Raymundo Reyes's first job was selling lipstick at a swap meet.
He was 14 at the time, only three years away from the day he would drop out of high school to raise his seven siblings, and he didn't know a string of 40 different jobs lay ahead.
Over the next two decades, in order to support his siblings, Reyes says he drove a bread truck, dug ditches, and worked the night shift at a gas station in Pico Rivera where a person could get shot for not much more than refusing to sell a six-pack after 2 a.m.
He taught swimming, worked in restaurant kitchens, jackhammered sidewalks, delivered exotic dancers to their jobs, and piloted movie stars to the Academy Awards in a sleek limousine.
Now 44, Reyes has a new job in mind.
The UC Santa Cruz literature and Spanish studies major hopes to become a writer/public speaker and a college professor some day.
"I want to present myself as someone who has confronted life and endured life in many ways and, because of those challenging ways, I have learned great lessons," Reyes says. "The most important one is to never give up on a dream regardless of how difficult it may appear to be."
Reyes's father was Spanish. His mother was African-American and lived in Veracruz, Mexico. His childhood took him to Italy, New York, Mexico, and Spain. By the time he was a teenager, however, he was living in Echo Park in Los Angeles. His parents, he says, had been out of the picture for a long time.
Three weeks before graduation, Reyes says, he dropped out of high school in order to fill the role his parents had abandoned: doing laundry, cooking dinner, driving his siblings to school, and working whatever job he could find.
"It was challenging emotionally to try to appear strong to your siblings when you are breaking apart inside … knowing your parents aren't there," says Reyes, fighting back tears. "It has, by far, been the most difficult experience of my life, yet the most rewarding one."
His only friends, he says, were Jesus and the writers who inspired him: Voltaire, Thoreau, Sor Juana Ines De La Cruz, Ghandi, and Martin Luther King Jr., among others.
Although it was hard, Reyes says he is proud of the job he did raising his siblings.
"None of them are in jail, even though they grew up in a neighborhood full of gangs," he says. "None of them are addicted to drugs or alcohol. They have good families."
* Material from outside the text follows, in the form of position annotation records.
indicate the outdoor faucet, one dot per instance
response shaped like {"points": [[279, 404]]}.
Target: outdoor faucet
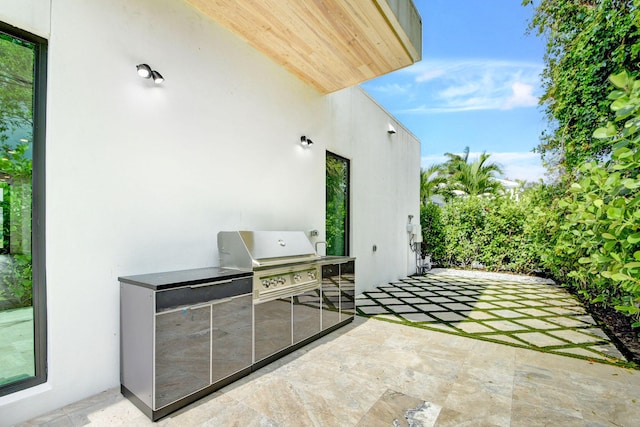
{"points": [[325, 245]]}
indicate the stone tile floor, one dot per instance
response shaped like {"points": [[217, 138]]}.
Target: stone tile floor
{"points": [[373, 373], [378, 373], [516, 310]]}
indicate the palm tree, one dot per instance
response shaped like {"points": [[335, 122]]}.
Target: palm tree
{"points": [[472, 179], [431, 180]]}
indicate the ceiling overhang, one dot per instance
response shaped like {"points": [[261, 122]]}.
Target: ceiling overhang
{"points": [[329, 44]]}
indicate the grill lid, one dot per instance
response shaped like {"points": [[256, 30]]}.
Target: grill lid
{"points": [[251, 249]]}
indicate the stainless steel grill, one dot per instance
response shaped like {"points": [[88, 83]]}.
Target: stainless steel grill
{"points": [[284, 262]]}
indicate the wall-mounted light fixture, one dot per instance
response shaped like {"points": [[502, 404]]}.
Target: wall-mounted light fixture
{"points": [[305, 142], [145, 71]]}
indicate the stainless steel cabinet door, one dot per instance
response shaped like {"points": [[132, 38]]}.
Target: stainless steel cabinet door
{"points": [[272, 327], [183, 344], [330, 295], [231, 350], [306, 315]]}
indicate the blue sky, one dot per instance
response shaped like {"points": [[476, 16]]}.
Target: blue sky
{"points": [[477, 85]]}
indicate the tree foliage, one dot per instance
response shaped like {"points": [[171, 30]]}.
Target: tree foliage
{"points": [[472, 178], [599, 241], [16, 85], [587, 40]]}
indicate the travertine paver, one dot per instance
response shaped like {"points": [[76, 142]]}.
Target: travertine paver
{"points": [[517, 310], [374, 373], [538, 339]]}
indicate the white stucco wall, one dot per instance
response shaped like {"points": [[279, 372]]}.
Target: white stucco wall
{"points": [[385, 185], [140, 178]]}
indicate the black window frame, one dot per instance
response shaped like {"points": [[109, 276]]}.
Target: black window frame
{"points": [[347, 220], [38, 210]]}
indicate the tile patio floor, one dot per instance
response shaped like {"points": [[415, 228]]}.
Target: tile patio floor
{"points": [[516, 310], [379, 373]]}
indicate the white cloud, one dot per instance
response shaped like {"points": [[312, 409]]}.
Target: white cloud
{"points": [[393, 89], [516, 165], [429, 75], [522, 96], [474, 84]]}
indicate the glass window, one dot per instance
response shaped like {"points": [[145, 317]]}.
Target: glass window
{"points": [[337, 205], [22, 305]]}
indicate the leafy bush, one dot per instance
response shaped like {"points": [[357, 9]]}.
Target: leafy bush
{"points": [[16, 282], [498, 234], [599, 242], [463, 220], [432, 232]]}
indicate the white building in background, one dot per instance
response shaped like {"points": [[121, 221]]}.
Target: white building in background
{"points": [[141, 177]]}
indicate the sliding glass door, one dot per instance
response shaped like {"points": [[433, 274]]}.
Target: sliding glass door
{"points": [[22, 301]]}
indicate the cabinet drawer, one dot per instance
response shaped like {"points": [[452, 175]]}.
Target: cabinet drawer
{"points": [[200, 293]]}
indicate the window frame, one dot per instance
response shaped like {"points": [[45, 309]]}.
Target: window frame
{"points": [[347, 219], [38, 210]]}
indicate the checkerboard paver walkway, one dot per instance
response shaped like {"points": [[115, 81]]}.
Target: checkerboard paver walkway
{"points": [[540, 316]]}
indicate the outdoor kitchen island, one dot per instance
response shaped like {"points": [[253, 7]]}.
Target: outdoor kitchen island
{"points": [[185, 334]]}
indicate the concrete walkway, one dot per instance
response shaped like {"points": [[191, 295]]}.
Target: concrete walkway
{"points": [[516, 310], [377, 373]]}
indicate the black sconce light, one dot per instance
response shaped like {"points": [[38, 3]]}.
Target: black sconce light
{"points": [[305, 142], [146, 72]]}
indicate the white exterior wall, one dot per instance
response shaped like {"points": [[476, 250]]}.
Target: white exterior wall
{"points": [[385, 185], [140, 178]]}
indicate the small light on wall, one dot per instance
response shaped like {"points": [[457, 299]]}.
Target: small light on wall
{"points": [[145, 71], [305, 142], [157, 77]]}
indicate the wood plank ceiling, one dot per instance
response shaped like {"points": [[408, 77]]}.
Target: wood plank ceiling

Once his siblings were out of the house, Reyes quit his construction job with the aim of earning a university degree . He was accepted to several UC campuses, including UCLA and Berkeley, but it was UC Santa Cruz that offered the beauty and the welcoming environment he sought.
With credits he had earned at five different community colleges, he arrived at UC Santa Cruz to study literature.
"I think writing is a powerful instrument to set up a life legacy with your own message," says Reyes who is affiliated with Oakes College and will graduate in 2015. "In a way, every person is a book ready to be written or waiting to be read."
Sally Lester, lead coordinator for UC Santa Cruz's STARS program (Services for Transfer and Re-entry Students), says she admires Reyes's "generosity of spirit and desire to learn."
She tells the story of how Reyes, a peer counselor for STARS, once saw a man selling oranges on a sidewalk, bought every last orange, and gave the fruit away.
"Although, as a student, Raymundo lives on a very tight budget, he remembers when his situation was as desperate as the orange-seller and feels it is his responsibility to help others," Lester says.
Besides his studies, Reyes volunteers at the Office of Physical Education, Recreation and Sports, and works odd jobs on weekends. His other job, he says, is to apply for scholarships. This year alone, he received seven scholarships, including the Rita Pister Scholarship, the UC Santa Cruz Undergraduate Scholarship, and EOP Student Award.
Reyes remembers how a high-powered businessman riding in his limousine once told him that success came from finding a dollar every single day.
"I asked him, 'How do you find a dollar every day?,' and he said, 'I just look for it,'" Reyes says. "I believe the opportunities are there and I just have to look for them too."